The editorial also mentions earlier that we would not have gotten to this point if “an assistant attorney general had not responded to a February 2011 inquiry from Sen. Charles E. Grassley (R-Iowa) by mistakenly denying that there ever was an Operation Fast and Furious” which was then exposed by whistleblowers. Nor would we have been at this point had the DOJ cooperated with Congress from the get-go. If they had provided the documents requested, instead of only around 8% which saw huge numbers of redactions. Nor if AG Eric Holder had been forthcoming and open instead of obtuse and stonewalling, telling Congress fibs.
Then we get to Eugene Robinson, who gets many facts wrong in the article, describes the inquiry as a “fishing expedition,” and calls this “politically motivated”, then gets a few more facts wrong
Congress has not only the right but also the duty to investigate how such a bad idea as gun-walking was conceived and executed over five years – and to make sure nothing of the sort happens again. The problem is that Issa isn’t interested in the truth. He just wants to score political points.
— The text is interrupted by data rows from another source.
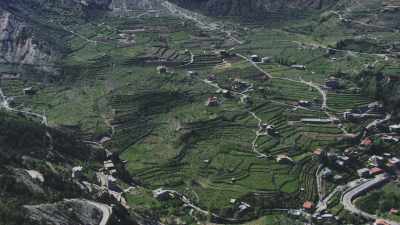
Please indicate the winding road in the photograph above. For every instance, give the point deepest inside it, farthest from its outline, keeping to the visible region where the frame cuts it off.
(353, 192)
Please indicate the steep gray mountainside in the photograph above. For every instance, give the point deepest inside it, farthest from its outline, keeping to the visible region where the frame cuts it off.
(27, 37)
(74, 211)
(18, 45)
(125, 5)
(250, 8)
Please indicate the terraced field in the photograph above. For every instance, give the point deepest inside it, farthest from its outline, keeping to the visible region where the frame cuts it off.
(160, 123)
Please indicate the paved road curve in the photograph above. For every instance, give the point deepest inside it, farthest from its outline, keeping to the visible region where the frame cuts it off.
(354, 192)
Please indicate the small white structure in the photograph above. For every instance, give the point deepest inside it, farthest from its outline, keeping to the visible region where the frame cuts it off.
(162, 69)
(375, 160)
(192, 73)
(394, 128)
(36, 175)
(108, 165)
(298, 67)
(283, 159)
(364, 172)
(161, 194)
(255, 58)
(29, 91)
(243, 206)
(77, 171)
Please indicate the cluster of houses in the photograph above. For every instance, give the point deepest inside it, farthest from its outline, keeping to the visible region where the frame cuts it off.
(371, 111)
(378, 165)
(239, 85)
(212, 101)
(258, 59)
(268, 129)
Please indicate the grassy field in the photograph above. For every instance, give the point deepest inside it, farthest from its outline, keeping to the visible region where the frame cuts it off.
(160, 124)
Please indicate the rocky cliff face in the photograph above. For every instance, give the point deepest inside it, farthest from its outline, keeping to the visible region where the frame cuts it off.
(17, 43)
(250, 8)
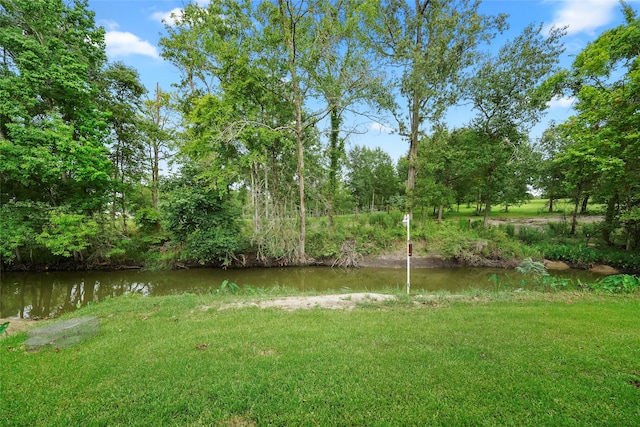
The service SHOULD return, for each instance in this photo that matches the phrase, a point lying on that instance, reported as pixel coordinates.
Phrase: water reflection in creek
(50, 294)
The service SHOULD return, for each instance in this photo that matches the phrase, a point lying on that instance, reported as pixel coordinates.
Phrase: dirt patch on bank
(336, 302)
(16, 325)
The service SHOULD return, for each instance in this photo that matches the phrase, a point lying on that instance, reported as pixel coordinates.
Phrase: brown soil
(17, 325)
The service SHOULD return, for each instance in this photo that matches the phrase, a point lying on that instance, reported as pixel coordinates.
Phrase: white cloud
(169, 17)
(561, 102)
(124, 44)
(108, 25)
(585, 16)
(381, 128)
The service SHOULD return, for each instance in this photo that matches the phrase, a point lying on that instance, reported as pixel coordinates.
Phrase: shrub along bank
(351, 237)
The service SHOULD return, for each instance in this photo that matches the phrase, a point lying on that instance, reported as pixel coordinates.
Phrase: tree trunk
(609, 217)
(574, 218)
(585, 201)
(335, 150)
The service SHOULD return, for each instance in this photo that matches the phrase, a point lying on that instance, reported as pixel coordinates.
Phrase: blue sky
(133, 28)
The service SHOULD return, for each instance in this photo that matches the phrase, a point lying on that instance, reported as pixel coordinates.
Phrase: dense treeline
(259, 123)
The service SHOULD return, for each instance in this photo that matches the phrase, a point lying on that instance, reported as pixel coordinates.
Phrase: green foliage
(206, 224)
(148, 219)
(227, 287)
(68, 234)
(530, 235)
(534, 268)
(557, 229)
(3, 327)
(617, 283)
(579, 253)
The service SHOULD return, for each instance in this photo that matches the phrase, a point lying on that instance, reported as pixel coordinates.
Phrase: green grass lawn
(520, 359)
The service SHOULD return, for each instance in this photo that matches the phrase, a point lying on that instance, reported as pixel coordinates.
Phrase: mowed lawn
(530, 359)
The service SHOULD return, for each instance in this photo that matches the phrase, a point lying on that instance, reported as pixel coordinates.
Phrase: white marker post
(406, 221)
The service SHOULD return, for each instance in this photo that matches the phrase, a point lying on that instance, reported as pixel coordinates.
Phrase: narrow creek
(50, 294)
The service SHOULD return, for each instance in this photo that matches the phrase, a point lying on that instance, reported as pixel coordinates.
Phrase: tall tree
(605, 80)
(371, 177)
(430, 44)
(508, 95)
(121, 97)
(52, 155)
(160, 115)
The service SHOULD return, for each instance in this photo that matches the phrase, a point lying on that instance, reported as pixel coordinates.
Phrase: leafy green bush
(557, 229)
(617, 283)
(148, 219)
(582, 254)
(508, 228)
Issa’s focus isn’t on the operation itself. It’s on what Holder and Justice Department officials did or did not say last year when questions were first raised.
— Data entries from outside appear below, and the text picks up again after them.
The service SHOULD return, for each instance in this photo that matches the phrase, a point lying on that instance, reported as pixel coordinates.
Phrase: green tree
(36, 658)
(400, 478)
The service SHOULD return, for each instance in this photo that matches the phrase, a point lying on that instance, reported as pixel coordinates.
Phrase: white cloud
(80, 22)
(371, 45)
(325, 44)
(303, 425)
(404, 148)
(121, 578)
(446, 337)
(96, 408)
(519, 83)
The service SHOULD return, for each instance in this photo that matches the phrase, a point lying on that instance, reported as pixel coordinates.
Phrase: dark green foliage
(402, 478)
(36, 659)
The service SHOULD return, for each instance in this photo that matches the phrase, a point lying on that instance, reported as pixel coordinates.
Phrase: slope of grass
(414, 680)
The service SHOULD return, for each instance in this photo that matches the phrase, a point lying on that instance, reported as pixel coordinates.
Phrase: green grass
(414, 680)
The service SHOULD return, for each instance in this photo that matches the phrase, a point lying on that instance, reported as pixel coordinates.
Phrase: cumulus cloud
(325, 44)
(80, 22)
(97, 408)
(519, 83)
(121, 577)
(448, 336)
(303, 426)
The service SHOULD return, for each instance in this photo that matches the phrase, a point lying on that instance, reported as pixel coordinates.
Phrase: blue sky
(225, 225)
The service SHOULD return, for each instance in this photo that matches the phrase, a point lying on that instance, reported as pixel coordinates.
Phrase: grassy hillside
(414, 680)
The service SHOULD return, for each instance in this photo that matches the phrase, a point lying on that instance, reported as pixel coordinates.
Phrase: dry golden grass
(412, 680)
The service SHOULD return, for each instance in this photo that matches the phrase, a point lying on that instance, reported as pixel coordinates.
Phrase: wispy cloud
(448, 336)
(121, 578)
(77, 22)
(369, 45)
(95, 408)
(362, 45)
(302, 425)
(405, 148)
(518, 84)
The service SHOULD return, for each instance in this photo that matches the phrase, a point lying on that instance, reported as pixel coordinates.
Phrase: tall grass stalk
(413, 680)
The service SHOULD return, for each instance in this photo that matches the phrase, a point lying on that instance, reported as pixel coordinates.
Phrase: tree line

He gets the first part right, that Congress does have a duty. The rest he gets wrong: Issa was attempting to find out what went wrong with F&F, why the guns were allowed to walk without being tracked at all, why ATF agents were specifically told to neither stop the guns at the border nor track them after, why the government of Mexico was not informed of the operation like with the earlier Operation Wide Receiver, and who authorized this operation, at which point he was stonewalled and misled.
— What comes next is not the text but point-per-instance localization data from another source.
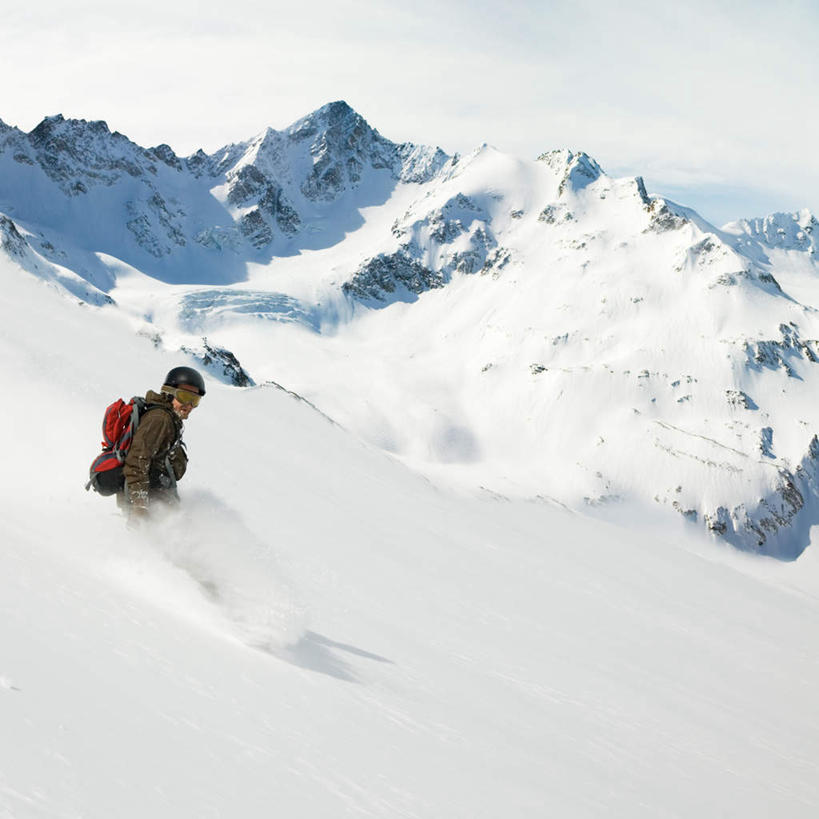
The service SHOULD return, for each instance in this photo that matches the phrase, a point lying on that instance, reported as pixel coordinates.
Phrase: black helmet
(185, 375)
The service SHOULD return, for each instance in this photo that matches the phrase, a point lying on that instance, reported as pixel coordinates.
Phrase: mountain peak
(575, 168)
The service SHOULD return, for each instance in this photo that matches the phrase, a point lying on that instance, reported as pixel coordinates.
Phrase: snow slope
(320, 632)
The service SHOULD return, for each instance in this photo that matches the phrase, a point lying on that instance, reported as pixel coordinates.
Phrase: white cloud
(716, 93)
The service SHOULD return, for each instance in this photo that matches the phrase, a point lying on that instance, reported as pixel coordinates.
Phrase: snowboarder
(157, 458)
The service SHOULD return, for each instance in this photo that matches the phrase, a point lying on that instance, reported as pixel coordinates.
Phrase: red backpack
(118, 427)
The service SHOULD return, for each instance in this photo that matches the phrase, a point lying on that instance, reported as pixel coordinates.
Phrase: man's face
(183, 410)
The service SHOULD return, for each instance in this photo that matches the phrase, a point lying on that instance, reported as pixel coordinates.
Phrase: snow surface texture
(535, 329)
(317, 631)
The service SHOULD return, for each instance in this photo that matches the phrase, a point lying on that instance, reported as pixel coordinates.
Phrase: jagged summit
(576, 169)
(784, 231)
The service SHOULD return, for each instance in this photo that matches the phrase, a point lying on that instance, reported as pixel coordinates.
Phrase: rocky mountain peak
(784, 231)
(575, 169)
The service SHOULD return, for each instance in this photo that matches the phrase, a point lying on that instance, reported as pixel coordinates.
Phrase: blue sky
(711, 102)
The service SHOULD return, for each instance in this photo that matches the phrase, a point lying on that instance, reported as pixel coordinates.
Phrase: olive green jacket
(157, 443)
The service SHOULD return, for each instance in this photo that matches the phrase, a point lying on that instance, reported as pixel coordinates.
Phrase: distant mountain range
(534, 328)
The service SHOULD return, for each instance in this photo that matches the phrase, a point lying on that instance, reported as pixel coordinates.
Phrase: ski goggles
(185, 396)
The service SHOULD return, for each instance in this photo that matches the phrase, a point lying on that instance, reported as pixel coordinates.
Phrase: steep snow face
(536, 328)
(319, 632)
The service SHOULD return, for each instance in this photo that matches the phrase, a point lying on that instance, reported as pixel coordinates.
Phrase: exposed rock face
(766, 528)
(267, 181)
(780, 354)
(383, 276)
(787, 231)
(11, 241)
(342, 145)
(577, 170)
(222, 363)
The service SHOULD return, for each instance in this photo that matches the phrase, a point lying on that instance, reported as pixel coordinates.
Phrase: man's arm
(154, 434)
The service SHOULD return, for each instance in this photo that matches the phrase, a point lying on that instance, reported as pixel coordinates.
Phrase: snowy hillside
(320, 632)
(536, 329)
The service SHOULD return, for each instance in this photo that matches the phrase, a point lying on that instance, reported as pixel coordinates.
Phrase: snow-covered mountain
(533, 328)
(319, 632)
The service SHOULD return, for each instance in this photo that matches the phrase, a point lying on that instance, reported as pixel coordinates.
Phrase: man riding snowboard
(157, 457)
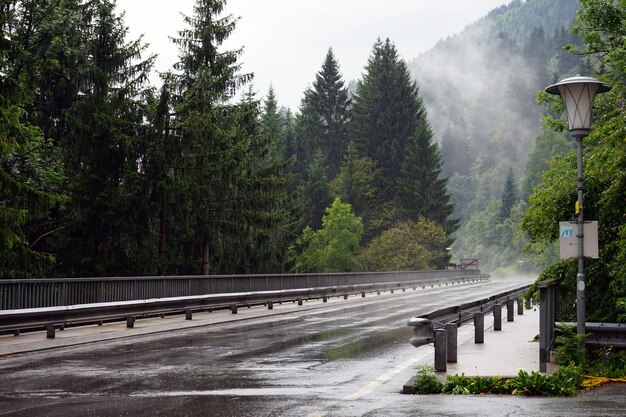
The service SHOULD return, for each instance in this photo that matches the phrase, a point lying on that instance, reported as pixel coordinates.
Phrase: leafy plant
(563, 383)
(456, 384)
(567, 345)
(426, 382)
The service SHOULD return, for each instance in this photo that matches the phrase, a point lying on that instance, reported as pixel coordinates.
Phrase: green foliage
(565, 382)
(333, 247)
(462, 385)
(421, 190)
(356, 183)
(386, 114)
(567, 342)
(605, 362)
(407, 246)
(426, 382)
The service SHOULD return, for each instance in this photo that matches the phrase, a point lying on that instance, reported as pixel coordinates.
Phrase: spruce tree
(233, 188)
(314, 192)
(324, 115)
(421, 190)
(386, 112)
(509, 196)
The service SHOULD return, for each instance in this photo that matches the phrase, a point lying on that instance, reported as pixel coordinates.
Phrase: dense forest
(448, 154)
(103, 174)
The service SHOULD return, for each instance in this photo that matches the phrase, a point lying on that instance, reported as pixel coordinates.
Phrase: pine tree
(421, 190)
(234, 187)
(356, 182)
(386, 112)
(314, 192)
(108, 217)
(330, 101)
(509, 196)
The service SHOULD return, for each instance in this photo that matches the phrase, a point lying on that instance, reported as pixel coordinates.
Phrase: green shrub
(426, 382)
(563, 383)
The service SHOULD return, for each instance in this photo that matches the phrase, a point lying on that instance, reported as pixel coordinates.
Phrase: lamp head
(578, 94)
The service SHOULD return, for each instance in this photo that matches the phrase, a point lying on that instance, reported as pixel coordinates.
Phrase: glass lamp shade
(578, 94)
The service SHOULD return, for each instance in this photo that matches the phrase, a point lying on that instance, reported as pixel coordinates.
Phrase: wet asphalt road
(342, 359)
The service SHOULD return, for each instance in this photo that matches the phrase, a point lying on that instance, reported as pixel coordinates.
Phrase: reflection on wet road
(339, 359)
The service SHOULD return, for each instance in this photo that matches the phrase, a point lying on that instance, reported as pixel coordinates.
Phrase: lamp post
(578, 94)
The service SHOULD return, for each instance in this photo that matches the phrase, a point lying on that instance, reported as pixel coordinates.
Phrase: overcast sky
(285, 41)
What should Congress be investigating? The obvious first step is learning how officials in two administrations convinced themselves it was sensible to stand back and watch as powerful weapons passed into the hands of Mexican drug smugglers.
Eugene just reversed himself, because that is what Issa is attempting to do, and getting little cooperation from the DOJ and the AG. And, let’s be clear: both were stupid. But, Wide Receiver involved around 500 weapons, the Mexican authorities knew about it, and there were methods in place to track the guns. Unfortunately, the cartels found ways of defeating those methods, and as soon as they started to lose the guns, the ATF shut the program down. Furthermore, this was limited to the ATF only, rather than an alphabet soup of federal agencies. Nor is there any evidence that this program was authorized at higher levels, nor that top people in the DOJ knew about it.
Fast and Furious, however, was kept going even after they lost the guns, which involved about 2,000 weapons. Nor was it shut down when Mexican citizens were being killed with the guns. It wasn’t until Border Agent Brian Terry was murdered and two F&F weapons were found was it shut down. And, one has to wonder, if the AG has been open and forthright, why would people with the Obama administration scream at Sharyl Attkinson for investigating? We know that Holder was provided with documents much earlier about the operation than he originally claimed. If he failed to read documents on a program that walked guns into another country without tracking them, which could violate international arms trafficking agreements, he should resign due to incompetence.
Obviously, Eugene thinks Issa should investigate something else
If Issa really wants to save U.S. and Mexican lives, he should convene hearings on banning the sale of high-powered weapons. I think Holder would be happy to testify.
I’m not totally bought in on the theory that F&F was meant to create a situation to make passing restrictive gun laws here in the US easier, but, it wouldn’t be shocking if it were true.